In this retrospective study, a total of 260 men with RA from Olmsted County, Minnesota, as well as an age-matched male cohort (n = 260), were analyzed using the Rochester Epidemiology Project (REP). Eligible patients were aged ≥ 18 years and were diagnosed with RA between January 1, 1980, and December 31, 2007. Patients needed to meet at least 4 of the 7 American College of Rheumatology (ACR) 1987 classification criteria for RA.
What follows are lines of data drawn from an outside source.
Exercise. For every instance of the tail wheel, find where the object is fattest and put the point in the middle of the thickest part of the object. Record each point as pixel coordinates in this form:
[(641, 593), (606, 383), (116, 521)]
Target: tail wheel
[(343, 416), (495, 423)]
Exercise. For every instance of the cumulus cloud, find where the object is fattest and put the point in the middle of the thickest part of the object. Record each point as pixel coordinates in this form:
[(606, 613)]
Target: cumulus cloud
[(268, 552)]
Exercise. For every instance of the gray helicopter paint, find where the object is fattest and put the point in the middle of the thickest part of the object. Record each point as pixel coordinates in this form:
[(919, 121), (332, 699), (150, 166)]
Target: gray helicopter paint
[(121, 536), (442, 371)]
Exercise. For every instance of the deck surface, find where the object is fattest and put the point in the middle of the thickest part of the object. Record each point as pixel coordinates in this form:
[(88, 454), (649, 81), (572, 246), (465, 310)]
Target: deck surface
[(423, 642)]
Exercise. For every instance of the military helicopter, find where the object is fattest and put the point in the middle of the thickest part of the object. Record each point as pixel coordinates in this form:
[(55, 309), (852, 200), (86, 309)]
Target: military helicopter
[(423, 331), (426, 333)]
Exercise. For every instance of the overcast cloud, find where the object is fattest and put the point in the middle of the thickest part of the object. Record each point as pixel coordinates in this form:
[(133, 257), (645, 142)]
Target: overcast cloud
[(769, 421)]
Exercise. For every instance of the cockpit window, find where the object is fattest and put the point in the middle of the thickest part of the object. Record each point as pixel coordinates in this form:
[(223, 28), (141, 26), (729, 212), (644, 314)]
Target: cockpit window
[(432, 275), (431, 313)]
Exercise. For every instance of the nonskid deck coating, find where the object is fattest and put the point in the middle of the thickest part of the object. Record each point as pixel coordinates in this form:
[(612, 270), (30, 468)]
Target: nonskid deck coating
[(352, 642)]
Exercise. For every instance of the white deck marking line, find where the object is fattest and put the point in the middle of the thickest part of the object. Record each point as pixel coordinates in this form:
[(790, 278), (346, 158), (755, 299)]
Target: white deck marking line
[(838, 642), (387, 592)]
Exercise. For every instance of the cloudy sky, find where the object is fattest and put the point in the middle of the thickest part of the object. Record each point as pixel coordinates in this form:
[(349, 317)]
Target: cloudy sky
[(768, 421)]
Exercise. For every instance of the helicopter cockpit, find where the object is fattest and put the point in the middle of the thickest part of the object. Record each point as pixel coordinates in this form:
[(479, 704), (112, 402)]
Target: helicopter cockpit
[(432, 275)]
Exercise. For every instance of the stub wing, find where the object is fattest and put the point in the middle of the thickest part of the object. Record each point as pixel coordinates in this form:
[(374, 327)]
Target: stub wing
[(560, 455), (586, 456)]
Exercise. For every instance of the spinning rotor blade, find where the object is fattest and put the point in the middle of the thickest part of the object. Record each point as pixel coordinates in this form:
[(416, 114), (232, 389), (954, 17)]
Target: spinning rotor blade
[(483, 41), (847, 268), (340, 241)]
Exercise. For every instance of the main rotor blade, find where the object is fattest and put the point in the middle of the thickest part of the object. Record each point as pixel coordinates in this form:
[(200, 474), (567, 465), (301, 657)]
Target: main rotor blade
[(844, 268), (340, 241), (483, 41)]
Data collected from the medical records included ED diagnosis information, risk factors for ED (such as alcohol concerns, thyroid disease, depression, anxiety, penile or spinal trauma, and pelvic radiation), treatments for ED, and medications that may impact ED (aspirin, antihypertensives, antidepressants, and antiandrogens). CV disease collected included MI, revascularization procedures, angina, and HF. Smoking status and BMI were obtained, as well as noncardiac vascular diseases, including venous thromboembolism, cerebrovascular events, and peripheral arterial events.
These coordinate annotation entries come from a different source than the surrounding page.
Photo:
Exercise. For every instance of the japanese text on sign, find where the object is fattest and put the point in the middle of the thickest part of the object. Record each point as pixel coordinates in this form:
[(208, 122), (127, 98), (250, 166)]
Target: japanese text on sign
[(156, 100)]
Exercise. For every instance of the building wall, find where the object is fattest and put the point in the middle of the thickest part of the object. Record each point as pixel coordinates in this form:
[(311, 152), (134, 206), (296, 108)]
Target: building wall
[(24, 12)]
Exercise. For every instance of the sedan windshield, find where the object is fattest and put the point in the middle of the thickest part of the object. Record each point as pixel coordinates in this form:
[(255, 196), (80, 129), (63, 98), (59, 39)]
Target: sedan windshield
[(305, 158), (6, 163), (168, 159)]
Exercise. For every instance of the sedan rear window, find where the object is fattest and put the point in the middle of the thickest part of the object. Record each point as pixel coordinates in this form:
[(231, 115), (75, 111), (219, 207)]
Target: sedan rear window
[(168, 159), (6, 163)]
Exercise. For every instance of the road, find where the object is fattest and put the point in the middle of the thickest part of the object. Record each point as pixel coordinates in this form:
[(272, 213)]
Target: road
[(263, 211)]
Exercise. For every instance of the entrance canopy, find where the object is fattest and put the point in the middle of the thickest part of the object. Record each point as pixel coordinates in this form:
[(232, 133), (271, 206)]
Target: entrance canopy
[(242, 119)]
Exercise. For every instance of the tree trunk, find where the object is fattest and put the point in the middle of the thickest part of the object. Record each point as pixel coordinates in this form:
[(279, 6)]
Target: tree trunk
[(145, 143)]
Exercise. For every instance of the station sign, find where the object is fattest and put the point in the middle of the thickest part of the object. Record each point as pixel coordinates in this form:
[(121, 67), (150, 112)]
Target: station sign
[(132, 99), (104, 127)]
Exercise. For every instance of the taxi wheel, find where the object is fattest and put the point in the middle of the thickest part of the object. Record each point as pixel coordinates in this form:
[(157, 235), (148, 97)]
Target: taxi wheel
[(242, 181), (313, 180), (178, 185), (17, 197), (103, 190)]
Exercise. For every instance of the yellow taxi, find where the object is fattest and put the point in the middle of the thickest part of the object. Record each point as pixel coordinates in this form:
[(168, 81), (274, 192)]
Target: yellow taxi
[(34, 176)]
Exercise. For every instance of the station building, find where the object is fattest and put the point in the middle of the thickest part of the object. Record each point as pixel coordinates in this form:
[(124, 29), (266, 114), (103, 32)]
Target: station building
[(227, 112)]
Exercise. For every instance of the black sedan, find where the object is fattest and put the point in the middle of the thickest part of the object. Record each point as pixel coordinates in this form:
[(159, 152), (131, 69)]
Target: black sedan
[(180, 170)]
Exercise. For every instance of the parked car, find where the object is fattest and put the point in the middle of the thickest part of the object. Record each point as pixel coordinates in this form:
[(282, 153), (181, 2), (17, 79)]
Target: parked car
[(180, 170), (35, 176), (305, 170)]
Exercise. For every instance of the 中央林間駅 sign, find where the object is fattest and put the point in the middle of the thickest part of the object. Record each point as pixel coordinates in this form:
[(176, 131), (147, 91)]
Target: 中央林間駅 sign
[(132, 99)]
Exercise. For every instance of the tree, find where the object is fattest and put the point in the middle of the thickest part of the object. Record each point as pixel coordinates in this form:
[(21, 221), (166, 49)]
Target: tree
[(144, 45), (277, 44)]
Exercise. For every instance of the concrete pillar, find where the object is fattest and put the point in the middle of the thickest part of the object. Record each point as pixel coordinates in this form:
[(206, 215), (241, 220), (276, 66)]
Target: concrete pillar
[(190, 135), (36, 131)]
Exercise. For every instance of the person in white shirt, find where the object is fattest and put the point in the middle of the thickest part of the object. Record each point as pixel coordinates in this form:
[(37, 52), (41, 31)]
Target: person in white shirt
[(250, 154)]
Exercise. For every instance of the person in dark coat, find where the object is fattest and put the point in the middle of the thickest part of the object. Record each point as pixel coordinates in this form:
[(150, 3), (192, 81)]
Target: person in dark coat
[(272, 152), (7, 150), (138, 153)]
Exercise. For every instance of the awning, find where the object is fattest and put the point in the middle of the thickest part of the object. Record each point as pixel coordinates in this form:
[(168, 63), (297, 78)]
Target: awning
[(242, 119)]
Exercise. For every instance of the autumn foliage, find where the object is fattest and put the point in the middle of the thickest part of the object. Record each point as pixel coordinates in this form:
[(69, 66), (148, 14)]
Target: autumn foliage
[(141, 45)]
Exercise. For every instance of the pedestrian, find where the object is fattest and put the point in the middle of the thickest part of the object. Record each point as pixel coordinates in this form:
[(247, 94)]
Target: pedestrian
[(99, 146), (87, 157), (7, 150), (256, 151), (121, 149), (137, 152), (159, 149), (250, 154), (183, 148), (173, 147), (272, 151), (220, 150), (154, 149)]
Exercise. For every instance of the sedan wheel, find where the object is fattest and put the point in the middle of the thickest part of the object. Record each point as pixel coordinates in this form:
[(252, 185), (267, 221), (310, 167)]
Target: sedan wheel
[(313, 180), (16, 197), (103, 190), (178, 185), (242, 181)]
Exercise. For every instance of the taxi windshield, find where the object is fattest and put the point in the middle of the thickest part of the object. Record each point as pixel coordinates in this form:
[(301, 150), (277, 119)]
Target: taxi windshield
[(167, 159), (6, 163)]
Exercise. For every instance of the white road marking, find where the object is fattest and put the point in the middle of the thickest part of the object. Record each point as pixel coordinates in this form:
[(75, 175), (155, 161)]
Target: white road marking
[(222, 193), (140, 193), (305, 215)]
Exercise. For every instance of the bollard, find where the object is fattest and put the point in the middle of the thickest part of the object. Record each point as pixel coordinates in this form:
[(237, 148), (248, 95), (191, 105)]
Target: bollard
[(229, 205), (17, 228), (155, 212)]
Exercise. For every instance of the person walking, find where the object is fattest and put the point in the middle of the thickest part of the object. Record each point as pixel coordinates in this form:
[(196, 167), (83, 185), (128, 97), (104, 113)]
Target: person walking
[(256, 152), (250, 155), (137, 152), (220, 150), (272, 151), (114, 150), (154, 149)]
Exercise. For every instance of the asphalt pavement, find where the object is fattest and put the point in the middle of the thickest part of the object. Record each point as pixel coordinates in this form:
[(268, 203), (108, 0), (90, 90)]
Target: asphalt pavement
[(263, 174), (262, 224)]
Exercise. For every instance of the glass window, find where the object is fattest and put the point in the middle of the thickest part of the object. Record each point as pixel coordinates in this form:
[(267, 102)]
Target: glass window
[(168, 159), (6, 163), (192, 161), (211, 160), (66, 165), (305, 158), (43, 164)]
Prevalence of ED at incidence/index rate (HR 0.80, 95% CI 0.55–1.16), as well as baseline CV characteristics and predisposing factors were similar in both cohorts. Throughout the study, men aged < 50 years (P = 0.74; Table 2) and men aged ≥ 50 years (P = 0.17) had no significant difference in ED diagnosis rates. For those with an ED diagnosis, both the comparator group and patients with RA were treated in a similar manner.
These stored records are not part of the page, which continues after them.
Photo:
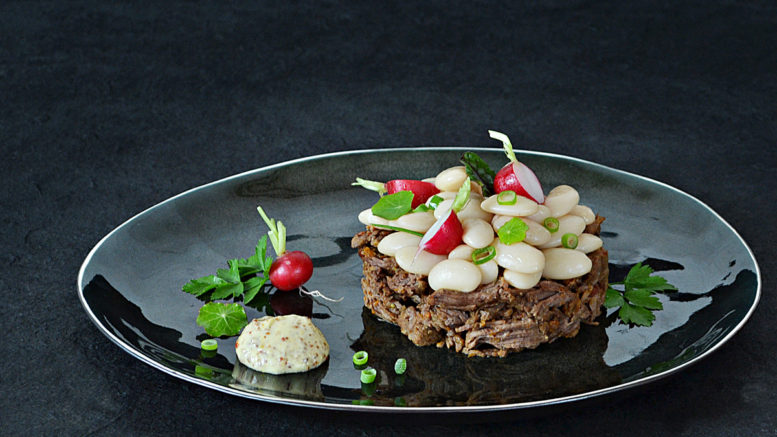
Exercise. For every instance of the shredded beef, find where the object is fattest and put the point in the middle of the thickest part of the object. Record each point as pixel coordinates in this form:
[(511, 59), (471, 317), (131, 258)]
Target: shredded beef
[(493, 320)]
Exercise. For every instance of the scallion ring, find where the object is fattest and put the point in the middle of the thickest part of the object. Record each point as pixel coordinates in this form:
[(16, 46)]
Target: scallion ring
[(507, 197), (400, 366), (360, 358), (551, 224), (368, 375), (483, 255), (569, 240), (209, 344)]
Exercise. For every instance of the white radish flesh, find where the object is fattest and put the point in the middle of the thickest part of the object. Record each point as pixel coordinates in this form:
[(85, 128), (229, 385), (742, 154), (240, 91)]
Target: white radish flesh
[(455, 274), (562, 263), (450, 179), (421, 264), (521, 208), (561, 200), (391, 243), (522, 281), (519, 257), (477, 233)]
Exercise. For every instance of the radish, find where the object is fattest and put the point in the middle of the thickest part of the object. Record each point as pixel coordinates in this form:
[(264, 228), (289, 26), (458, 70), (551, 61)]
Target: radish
[(516, 176), (421, 190), (446, 233), (290, 270)]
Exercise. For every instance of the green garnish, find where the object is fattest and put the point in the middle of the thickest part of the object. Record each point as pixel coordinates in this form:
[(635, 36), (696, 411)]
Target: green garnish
[(398, 229), (507, 197), (368, 375), (360, 358), (379, 187), (483, 255), (637, 301), (479, 171), (569, 240), (462, 197), (393, 206), (209, 344), (400, 366), (222, 318), (551, 224), (513, 231), (238, 280)]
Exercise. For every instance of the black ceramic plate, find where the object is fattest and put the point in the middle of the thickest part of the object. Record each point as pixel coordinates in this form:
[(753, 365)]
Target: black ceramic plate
[(130, 285)]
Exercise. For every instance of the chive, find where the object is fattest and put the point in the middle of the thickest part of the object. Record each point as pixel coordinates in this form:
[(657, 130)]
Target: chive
[(400, 366), (490, 252), (569, 240), (398, 229), (360, 358), (507, 197), (551, 224), (209, 344), (368, 375)]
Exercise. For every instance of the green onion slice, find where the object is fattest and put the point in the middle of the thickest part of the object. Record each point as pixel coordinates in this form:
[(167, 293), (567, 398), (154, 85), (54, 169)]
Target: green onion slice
[(551, 224), (360, 358), (483, 255), (400, 366), (507, 197), (209, 344), (368, 375), (569, 240)]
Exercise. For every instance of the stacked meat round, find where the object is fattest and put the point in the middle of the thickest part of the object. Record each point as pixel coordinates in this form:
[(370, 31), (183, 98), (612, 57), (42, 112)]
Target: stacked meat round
[(493, 320)]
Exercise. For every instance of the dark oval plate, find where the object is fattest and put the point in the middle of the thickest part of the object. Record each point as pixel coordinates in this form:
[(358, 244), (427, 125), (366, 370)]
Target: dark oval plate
[(130, 285)]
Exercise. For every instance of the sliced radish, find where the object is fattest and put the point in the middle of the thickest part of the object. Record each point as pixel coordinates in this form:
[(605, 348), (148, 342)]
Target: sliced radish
[(421, 190), (444, 235), (517, 177)]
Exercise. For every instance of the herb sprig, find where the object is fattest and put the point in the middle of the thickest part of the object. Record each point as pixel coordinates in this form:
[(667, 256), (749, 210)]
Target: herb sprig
[(637, 300)]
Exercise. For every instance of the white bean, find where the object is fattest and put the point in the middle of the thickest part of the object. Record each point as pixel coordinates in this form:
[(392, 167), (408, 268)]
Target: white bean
[(455, 274), (391, 243), (521, 208), (542, 213), (587, 243), (489, 271), (536, 235), (477, 233), (368, 218), (522, 281), (415, 221), (585, 212), (461, 251), (519, 257), (421, 264), (568, 224), (561, 263), (450, 179), (561, 199)]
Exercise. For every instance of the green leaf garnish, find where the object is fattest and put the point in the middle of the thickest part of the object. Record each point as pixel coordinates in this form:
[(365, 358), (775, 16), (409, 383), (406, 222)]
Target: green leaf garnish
[(479, 171), (393, 206), (222, 318), (513, 231), (637, 300)]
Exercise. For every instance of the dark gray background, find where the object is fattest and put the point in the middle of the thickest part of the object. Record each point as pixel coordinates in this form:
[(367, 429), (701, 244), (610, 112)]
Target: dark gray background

Surprisingly, patients with RA and ED had a significantly decreased rate of myocardial infarction (HR 0.26, 95% CI 0.07–0.90), heart failure (HR 0.49, 95% CI 0.25–0.94), and death (HR 0.56; 95% CI 0.36–0.87). Investigators associated those taking phosphodiesterase-5 (PDE5) inhibitors with a decreased risk of death and certain CV diagnoses.

Men with RA and ED were shown to have an increase in peripheral arterial disease (HR 2.22, 95% CI 0.98–5.03), however, it did not reach a level of statistical significance.

The study was hindered by a demographic composition that was disproportionately White as well as the limited sample size, thus limiting generalizability. As it was a retrospective study, the availability of medical record information may have created an unintentional bias. As investigators believed frequent underdiagnosis of ED was an issue, they would like future studies to ascertain an accurate ED risk.

However, strengths include the thorough medical data provided by REP, which allows for a population-based assessment and long-term longitudinal follow-up over decades. Access to medical records confirmed International Classification of Diseases (ICD) code-based physician diagnosis. Lastly, the ability to age-match males from the general population secured a geographically based comparator cohort.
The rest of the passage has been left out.